As we all know, bond funds are famous for their stable returns, but there is still the possibility of losses. When encountering a bond bear market, bond funds will also experience a decline in income, a continuous decline or even a loss.
We must be clear that in the current investment market, in addition to the products that are not guaranteed in bank deposits and money funds, the net value of wealth management products means that the products that are guaranteed before this will also face the risk of fluctuation. Compared with other stock funds and index funds, bond funds have low risk and small fluctuation, but the debt base also has bull market and bear market, which will continue to fall under unfavorable environment.
So what specific impact will it have on bond yields?
First of all, we must find out the source of income of bond funds. The income of bond investment mainly comes from coupon rate and price difference.
Coupon rate refers to the fixed interest rate printed on the face of bonds, usually the ratio of annual interest income to the face value of bonds.

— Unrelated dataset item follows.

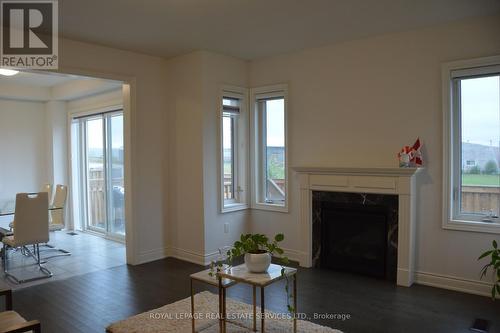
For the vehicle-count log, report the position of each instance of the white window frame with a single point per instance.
(451, 154)
(240, 172)
(279, 90)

When issuing bonds, it has been agreed that interest will be paid directly at maturity, which is a known quantification.
The spread varies with the change of bond price. Theoretically speaking, the face value of a bond is its price, but in practice, due to the influence of various factors, the bond price will often change. If the bond market is good and the price rises, you can earn the bid-ask spread, which is an unknown variable.
The Influence of Interest Rate on Bond Price
When the economic situation is not good, the central bank will reduce the market interest rate by lowering the deposit reserve ratio or directly cutting interest rates to stimulate economic development. It is more conducive to the financing, survival or expansion of production of market entities; On the contrary, when the economy is overheated, it will generally raise interest rates by raising interest rates to cool the economy.
The central bank's interest rate reduction, that is, the process of lowering the interest rate of the whole market, is a good opportunity to invest in bonds, especially long-term bonds.
When the interest rate level rises, the attractiveness of bonds relative to other assets will decrease, which means that the maturity income of bonds will decrease and bond funds will fall; On the contrary, when the interest rate drops, the attractiveness of bonds will increase compared with other investment products, which means that the bond yield will exceed expectations, so the bond price will rise.
When the market interest rate is at a high level, the falling process is a good opportunity to invest in bonds.
However, the yield of 10-year treasury bonds above 3% is already relatively high, and the management also stated that monetary policy will return to normal to ensure that the people's money bags will not shrink.
Therefore, there is basically no possibility of a sharp interest rate cut, but the possibility of a sharp interest rate hike is also very low, so it is more cost-effective to buy a debt base now than before. In addition, from the perspective of asset allocation, bond funds can balance the risks of the whole asset.
The above is the relevant analysis of bond funds, hoping to help you.